Omniprésent depuis son retour en grâce en 2002, Indochine sort La république des météors. Et se met en ordre de bataille pour son prochain défi: le Stade de France.

La grosse artillerie promo a été déballée. Le nouvel album d’Indochine est arrivé dans les bacs, et près de trente ans après les débuts du groupe, cela reste un événement. Qui l’aurait cru? Nicola Sirkis est là pour en parler, accompagné d’Oli de Sat, qui a pris une place prépondérante au sein du groupe depuis son arrivée en 2002.

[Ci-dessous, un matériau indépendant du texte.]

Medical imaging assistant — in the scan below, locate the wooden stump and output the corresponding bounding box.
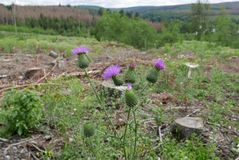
[171,117,204,140]
[99,81,127,108]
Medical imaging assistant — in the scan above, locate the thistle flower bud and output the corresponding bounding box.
[77,54,90,69]
[146,68,159,83]
[125,84,138,108]
[124,65,136,83]
[83,123,95,137]
[112,76,124,86]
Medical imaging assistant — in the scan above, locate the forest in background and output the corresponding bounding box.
[0,1,239,49]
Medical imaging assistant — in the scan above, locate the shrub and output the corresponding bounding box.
[3,90,43,136]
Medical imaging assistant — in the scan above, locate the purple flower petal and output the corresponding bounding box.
[72,47,90,55]
[154,59,165,70]
[127,83,132,90]
[102,65,121,80]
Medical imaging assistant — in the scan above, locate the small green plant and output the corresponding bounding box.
[3,90,43,136]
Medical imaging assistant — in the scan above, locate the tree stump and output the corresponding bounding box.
[23,67,44,80]
[171,117,204,140]
[99,81,127,108]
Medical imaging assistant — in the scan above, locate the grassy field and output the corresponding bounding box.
[0,32,239,160]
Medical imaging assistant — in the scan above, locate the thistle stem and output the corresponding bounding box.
[123,109,131,160]
[132,110,138,159]
[140,83,148,94]
[84,69,118,137]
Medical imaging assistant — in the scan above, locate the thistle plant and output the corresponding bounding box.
[124,64,136,84]
[72,47,120,136]
[72,47,90,69]
[72,47,165,160]
[146,59,165,83]
[102,65,123,86]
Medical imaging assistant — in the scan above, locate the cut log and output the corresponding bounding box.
[23,68,43,80]
[99,81,127,109]
[49,51,58,58]
[102,81,127,92]
[171,117,204,140]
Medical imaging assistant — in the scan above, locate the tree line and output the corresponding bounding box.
[0,0,239,49]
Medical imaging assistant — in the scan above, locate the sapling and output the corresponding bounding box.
[72,47,118,136]
[73,48,165,160]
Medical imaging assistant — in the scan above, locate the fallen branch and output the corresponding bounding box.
[36,63,57,83]
[3,136,40,157]
[0,138,10,143]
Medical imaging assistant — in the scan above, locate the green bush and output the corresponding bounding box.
[3,90,43,136]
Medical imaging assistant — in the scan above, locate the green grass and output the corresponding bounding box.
[0,31,132,56]
[0,32,239,160]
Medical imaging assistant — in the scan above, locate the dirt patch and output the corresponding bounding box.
[219,56,239,73]
[0,134,64,160]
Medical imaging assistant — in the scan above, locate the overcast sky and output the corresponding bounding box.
[0,0,236,8]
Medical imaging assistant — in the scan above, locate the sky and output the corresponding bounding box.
[0,0,236,8]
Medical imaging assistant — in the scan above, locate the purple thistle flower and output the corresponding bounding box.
[102,65,121,80]
[154,59,165,70]
[72,47,90,55]
[129,64,136,70]
[127,83,132,90]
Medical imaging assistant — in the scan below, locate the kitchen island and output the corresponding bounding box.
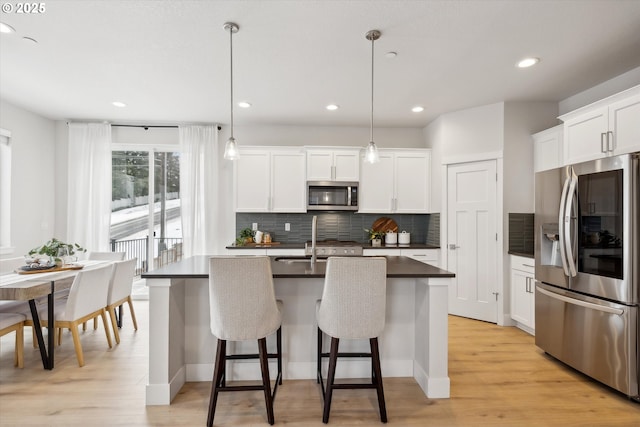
[142,256,454,405]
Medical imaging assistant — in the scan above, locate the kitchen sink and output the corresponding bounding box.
[276,256,327,264]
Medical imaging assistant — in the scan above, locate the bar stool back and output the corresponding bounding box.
[207,256,282,426]
[316,257,387,423]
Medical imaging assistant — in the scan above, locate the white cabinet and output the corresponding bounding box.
[560,86,640,164]
[306,148,360,182]
[531,125,564,172]
[234,148,307,212]
[358,149,431,213]
[511,255,536,335]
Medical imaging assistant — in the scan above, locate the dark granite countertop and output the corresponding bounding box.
[507,251,535,259]
[142,255,455,279]
[226,242,440,249]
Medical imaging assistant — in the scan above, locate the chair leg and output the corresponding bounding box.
[316,328,324,386]
[258,338,274,425]
[322,337,340,424]
[369,338,387,423]
[207,339,227,427]
[69,322,84,368]
[276,326,282,385]
[101,308,113,348]
[14,325,24,368]
[109,307,120,344]
[127,295,138,331]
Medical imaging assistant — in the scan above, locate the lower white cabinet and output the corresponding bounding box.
[511,255,536,335]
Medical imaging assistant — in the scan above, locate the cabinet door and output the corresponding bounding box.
[511,269,534,328]
[609,94,640,154]
[333,150,360,182]
[307,150,333,181]
[358,152,394,213]
[532,125,564,172]
[269,152,307,212]
[234,150,271,212]
[563,106,609,164]
[393,152,431,213]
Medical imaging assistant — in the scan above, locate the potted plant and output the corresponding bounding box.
[29,237,87,265]
[236,227,254,246]
[364,228,385,246]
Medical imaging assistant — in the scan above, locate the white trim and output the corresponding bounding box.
[442,150,502,165]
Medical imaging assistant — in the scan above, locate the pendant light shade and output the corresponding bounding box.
[224,22,240,160]
[364,30,380,163]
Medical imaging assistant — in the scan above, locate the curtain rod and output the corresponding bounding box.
[111,124,222,130]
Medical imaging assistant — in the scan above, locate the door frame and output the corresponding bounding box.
[440,151,515,326]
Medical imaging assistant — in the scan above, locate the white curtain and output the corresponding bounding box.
[67,123,111,251]
[179,126,220,257]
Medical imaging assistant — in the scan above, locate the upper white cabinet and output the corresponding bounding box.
[358,149,431,213]
[306,148,360,182]
[560,86,640,164]
[234,147,307,212]
[531,125,564,172]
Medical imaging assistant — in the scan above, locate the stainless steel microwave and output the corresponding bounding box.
[307,181,358,211]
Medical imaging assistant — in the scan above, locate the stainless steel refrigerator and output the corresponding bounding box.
[535,153,640,401]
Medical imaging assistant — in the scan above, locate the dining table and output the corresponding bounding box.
[0,260,112,370]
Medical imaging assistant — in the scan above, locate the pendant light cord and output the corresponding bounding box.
[369,33,375,141]
[229,26,233,139]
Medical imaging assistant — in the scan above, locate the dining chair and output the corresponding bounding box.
[207,256,282,426]
[39,264,113,367]
[105,258,138,344]
[316,257,387,424]
[87,252,126,261]
[0,313,27,368]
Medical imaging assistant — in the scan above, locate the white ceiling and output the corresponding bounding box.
[0,0,640,127]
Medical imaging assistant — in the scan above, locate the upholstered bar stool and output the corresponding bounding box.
[316,257,387,424]
[207,256,282,426]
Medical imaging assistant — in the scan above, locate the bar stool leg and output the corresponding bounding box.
[276,326,282,385]
[369,338,387,423]
[322,337,340,424]
[258,338,275,425]
[207,339,227,427]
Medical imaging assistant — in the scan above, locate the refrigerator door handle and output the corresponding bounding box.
[536,286,624,316]
[563,169,578,277]
[558,176,571,276]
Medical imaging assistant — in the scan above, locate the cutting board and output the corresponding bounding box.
[16,265,84,274]
[371,216,398,233]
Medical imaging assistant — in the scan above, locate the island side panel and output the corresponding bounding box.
[414,278,451,398]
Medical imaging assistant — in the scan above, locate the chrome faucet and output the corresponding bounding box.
[311,215,318,268]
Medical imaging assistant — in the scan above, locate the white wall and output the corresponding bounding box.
[0,100,57,258]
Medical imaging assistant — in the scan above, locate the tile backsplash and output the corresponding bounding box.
[236,212,440,245]
[509,213,534,255]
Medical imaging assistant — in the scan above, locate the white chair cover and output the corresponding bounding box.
[316,257,387,339]
[106,258,138,305]
[209,256,282,341]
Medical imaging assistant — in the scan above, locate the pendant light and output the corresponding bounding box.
[364,30,380,163]
[224,22,240,160]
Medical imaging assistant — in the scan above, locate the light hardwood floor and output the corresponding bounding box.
[0,300,640,427]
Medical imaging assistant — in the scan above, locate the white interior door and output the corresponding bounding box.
[445,160,498,323]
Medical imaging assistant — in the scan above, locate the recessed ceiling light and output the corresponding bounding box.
[0,22,16,34]
[517,58,540,68]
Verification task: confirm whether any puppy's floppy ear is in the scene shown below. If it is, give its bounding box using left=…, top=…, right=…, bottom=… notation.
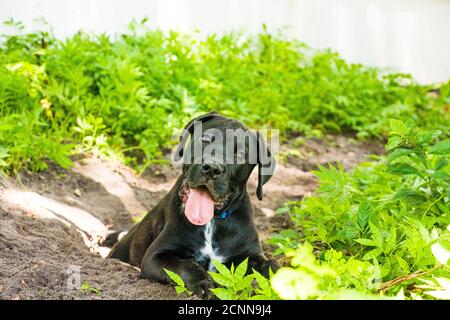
left=175, top=111, right=223, bottom=161
left=256, top=132, right=275, bottom=200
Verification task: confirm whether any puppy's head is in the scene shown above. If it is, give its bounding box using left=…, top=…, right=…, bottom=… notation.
left=176, top=112, right=275, bottom=225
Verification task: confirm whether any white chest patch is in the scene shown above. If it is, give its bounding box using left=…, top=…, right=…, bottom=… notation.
left=198, top=220, right=225, bottom=271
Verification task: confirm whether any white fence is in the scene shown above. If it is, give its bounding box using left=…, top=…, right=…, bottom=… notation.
left=0, top=0, right=450, bottom=83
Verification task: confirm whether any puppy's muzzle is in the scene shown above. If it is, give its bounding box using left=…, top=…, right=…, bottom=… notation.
left=202, top=162, right=225, bottom=179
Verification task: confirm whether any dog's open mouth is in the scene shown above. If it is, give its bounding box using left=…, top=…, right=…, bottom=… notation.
left=179, top=180, right=231, bottom=225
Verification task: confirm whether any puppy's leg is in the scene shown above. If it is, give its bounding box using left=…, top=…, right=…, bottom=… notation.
left=141, top=253, right=214, bottom=299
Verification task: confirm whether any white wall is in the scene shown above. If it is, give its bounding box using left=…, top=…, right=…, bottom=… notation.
left=0, top=0, right=450, bottom=83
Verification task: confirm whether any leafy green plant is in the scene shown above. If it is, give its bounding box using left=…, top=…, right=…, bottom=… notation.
left=0, top=19, right=450, bottom=173
left=271, top=120, right=450, bottom=298
left=164, top=269, right=192, bottom=296
left=208, top=259, right=277, bottom=300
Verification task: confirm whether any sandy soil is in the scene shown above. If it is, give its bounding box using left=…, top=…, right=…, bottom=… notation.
left=0, top=136, right=382, bottom=299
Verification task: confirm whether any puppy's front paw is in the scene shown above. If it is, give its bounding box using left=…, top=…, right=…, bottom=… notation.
left=186, top=278, right=215, bottom=300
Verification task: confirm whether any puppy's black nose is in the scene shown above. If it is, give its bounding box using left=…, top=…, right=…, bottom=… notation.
left=202, top=163, right=225, bottom=178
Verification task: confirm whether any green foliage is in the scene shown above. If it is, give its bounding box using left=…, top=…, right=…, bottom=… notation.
left=271, top=120, right=450, bottom=299
left=164, top=269, right=192, bottom=296
left=208, top=259, right=277, bottom=300
left=0, top=21, right=450, bottom=172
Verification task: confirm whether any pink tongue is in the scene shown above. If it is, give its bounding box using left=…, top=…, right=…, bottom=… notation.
left=184, top=189, right=214, bottom=226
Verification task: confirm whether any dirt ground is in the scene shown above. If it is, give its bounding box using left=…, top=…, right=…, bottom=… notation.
left=0, top=136, right=383, bottom=299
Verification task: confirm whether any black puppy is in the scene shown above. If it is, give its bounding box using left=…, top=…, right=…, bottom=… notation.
left=109, top=112, right=279, bottom=298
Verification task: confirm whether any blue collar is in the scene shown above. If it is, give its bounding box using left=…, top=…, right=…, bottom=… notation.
left=219, top=210, right=234, bottom=220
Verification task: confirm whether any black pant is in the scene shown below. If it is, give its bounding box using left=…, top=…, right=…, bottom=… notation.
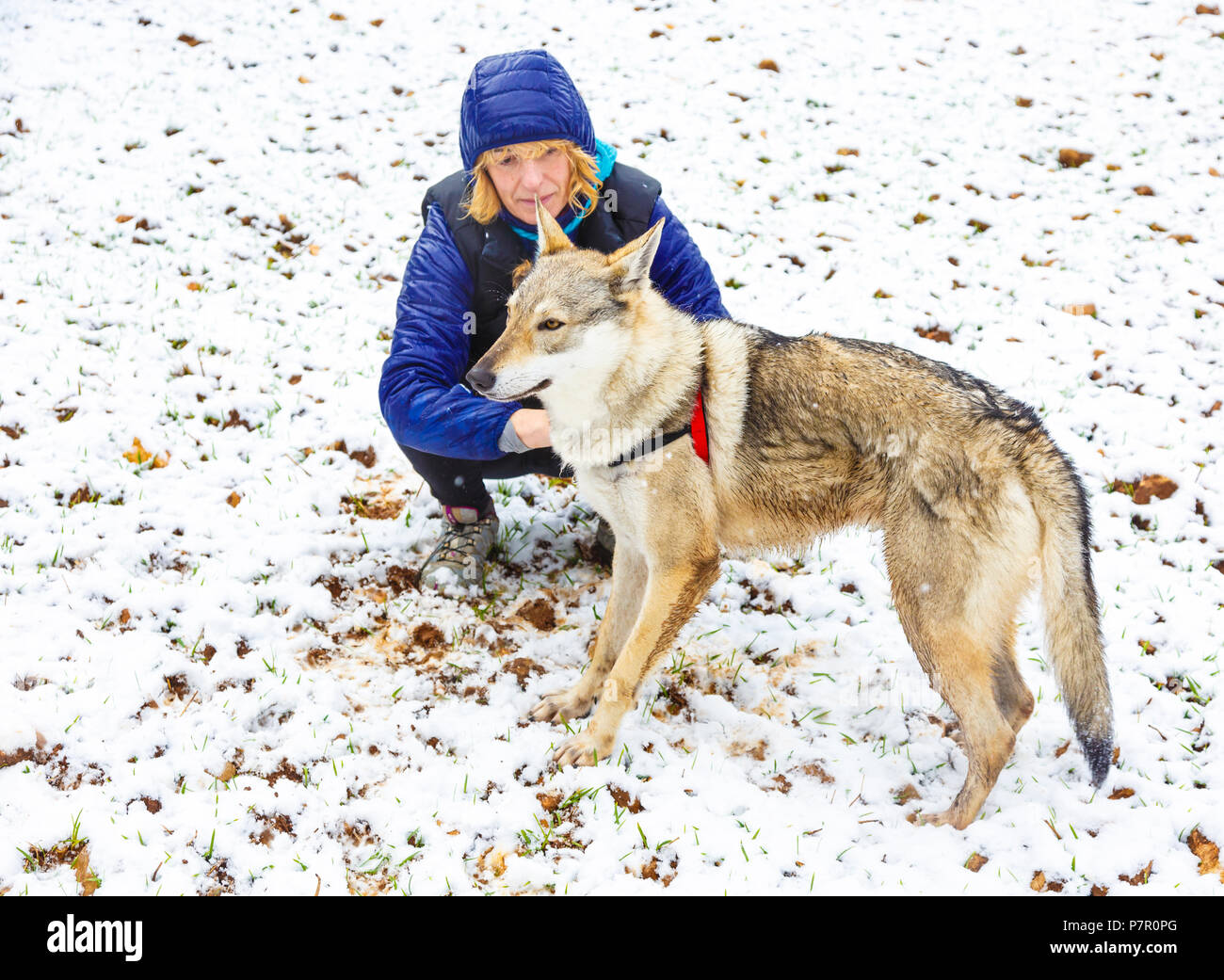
left=400, top=445, right=566, bottom=510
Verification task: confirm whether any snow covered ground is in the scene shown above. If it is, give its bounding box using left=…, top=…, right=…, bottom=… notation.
left=0, top=0, right=1224, bottom=894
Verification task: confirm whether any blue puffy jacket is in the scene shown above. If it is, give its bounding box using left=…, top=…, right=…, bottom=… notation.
left=378, top=45, right=729, bottom=460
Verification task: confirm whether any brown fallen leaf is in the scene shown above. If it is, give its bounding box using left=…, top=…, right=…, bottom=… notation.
left=1059, top=147, right=1097, bottom=168
left=72, top=846, right=102, bottom=898
left=123, top=440, right=153, bottom=464
left=1118, top=861, right=1154, bottom=885
left=1186, top=827, right=1224, bottom=881
left=1135, top=474, right=1178, bottom=504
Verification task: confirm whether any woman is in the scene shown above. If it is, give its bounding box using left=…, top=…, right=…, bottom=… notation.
left=378, top=50, right=729, bottom=586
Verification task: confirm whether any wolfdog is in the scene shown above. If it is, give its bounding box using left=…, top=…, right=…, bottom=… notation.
left=468, top=198, right=1113, bottom=829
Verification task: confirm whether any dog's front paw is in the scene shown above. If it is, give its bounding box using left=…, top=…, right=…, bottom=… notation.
left=530, top=687, right=595, bottom=722
left=552, top=731, right=612, bottom=768
left=918, top=806, right=974, bottom=830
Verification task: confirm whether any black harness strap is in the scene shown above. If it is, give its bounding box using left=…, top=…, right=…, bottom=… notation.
left=608, top=425, right=693, bottom=467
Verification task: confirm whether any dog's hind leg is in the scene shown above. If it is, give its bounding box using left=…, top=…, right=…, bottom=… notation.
left=554, top=542, right=719, bottom=766
left=530, top=539, right=646, bottom=722
left=902, top=618, right=1027, bottom=829
left=885, top=504, right=1033, bottom=829
left=990, top=619, right=1035, bottom=734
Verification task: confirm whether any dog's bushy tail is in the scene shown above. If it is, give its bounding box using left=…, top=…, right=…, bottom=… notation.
left=1032, top=442, right=1114, bottom=787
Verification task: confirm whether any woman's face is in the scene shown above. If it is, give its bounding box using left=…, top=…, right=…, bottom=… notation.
left=489, top=146, right=571, bottom=225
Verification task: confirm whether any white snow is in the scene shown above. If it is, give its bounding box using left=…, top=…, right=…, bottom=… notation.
left=0, top=0, right=1224, bottom=894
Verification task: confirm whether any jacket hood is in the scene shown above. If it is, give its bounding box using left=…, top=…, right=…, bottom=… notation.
left=459, top=49, right=596, bottom=172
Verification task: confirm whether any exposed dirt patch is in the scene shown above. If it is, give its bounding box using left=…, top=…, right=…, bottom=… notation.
left=502, top=657, right=543, bottom=690
left=314, top=575, right=346, bottom=602
left=608, top=785, right=646, bottom=813
left=325, top=440, right=378, bottom=469
left=1028, top=871, right=1066, bottom=892
left=514, top=599, right=557, bottom=633
left=893, top=783, right=922, bottom=806
left=791, top=763, right=833, bottom=783
left=264, top=759, right=302, bottom=785
left=412, top=623, right=447, bottom=650
left=387, top=565, right=421, bottom=596
left=1186, top=827, right=1224, bottom=881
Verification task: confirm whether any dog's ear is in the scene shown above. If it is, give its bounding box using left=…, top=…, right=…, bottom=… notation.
left=536, top=197, right=574, bottom=258
left=607, top=217, right=666, bottom=297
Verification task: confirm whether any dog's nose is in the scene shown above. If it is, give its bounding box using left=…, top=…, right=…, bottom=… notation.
left=468, top=364, right=497, bottom=395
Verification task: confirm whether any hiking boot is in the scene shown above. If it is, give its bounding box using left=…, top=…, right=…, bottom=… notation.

En fait, l’itinéraire d’Indochine a beau être connu, il reste une énigme. Adulé dans les années 80, le groupe subira un violent retour de flamme au cours de la décennie suivante. Après coup, on peut penser que cette traversée du désert était prévisible. Voire souhaitable? En 93, Un jour dans notre vie fait un flop. Malgré son accroche pop, un single comme Savoure le rouge n’arrive plus à convaincre. « C’est un regret surtout parce que la maison de disques ne s’est pas battue pour le faire connaître. On était en plein dans la période boys band, c’était pathétique… A la limite, ce n’est peut-être pas plus mal qu’il n’ait pas marché. C’est bien aussi d’avoir des chansons incomprises… » Depuis, il y a eu le retour en grâce presque aussi fulgurant: en 2002, l’album Paradize se vendra à plus d’1,2 million d’exemplaires, emmené par le carton de J’ai demandé à la lune. « Cette chanson un peu honnie est devenue un mégatube. Il y a toujours un outsider qui arrive et qui casse tout. C’est ça qui est génial. Depuis, c’est devenu une référence dans les écoles. Ma fille de 7 ans l’a apprise en classe! »

Chevaliers blancs

Indochine se retrouve ainsi paré pour les années 2000. Avec en prime, cette image pratique de groupe revenu de tout: du succès aussi brutal que le passage à vide, des critiques de la presse, des moqueries… Malgré la revanche de ces dernières années, Nicola Sirkis parle toujours de son groupe comme du « vilain petit canard de la scène musicale française ». Avec le nouvel album, La république des météors, Indochine repart donc au combat. A la guerre même: le thème envahit en effet tout le disque. « L’idée est plutôt celle de rupture, explique cependant le chanteur . Je ne voulais pas faire un disque conceptuel. Puis finalement, c’est peut-être celui qui l’est le plus. Ça a démarré avec la lettre de rupture de Sophie Calle (NdlR: dans Prenez soin de vous, l’artiste française a demandé à 107 femmes de répondre à un e-mail de rupture qui lui était destiné à la base – idée qui avait déjà également inspiré Cali sur son dernier album). Après, ce thème de l’absence est revenu par d’autres recherches personnelles sur des villes que j’ai visitées, des lieux, des livres, des expos… » Exemple: Sirkis se plonge dans des archives de la Première Guerre mondiale, des lettres de poilus envoyées à leur famille. Des images de 14-18 constituent d’ailleurs la trame du clip de Little Dolls, le premier single.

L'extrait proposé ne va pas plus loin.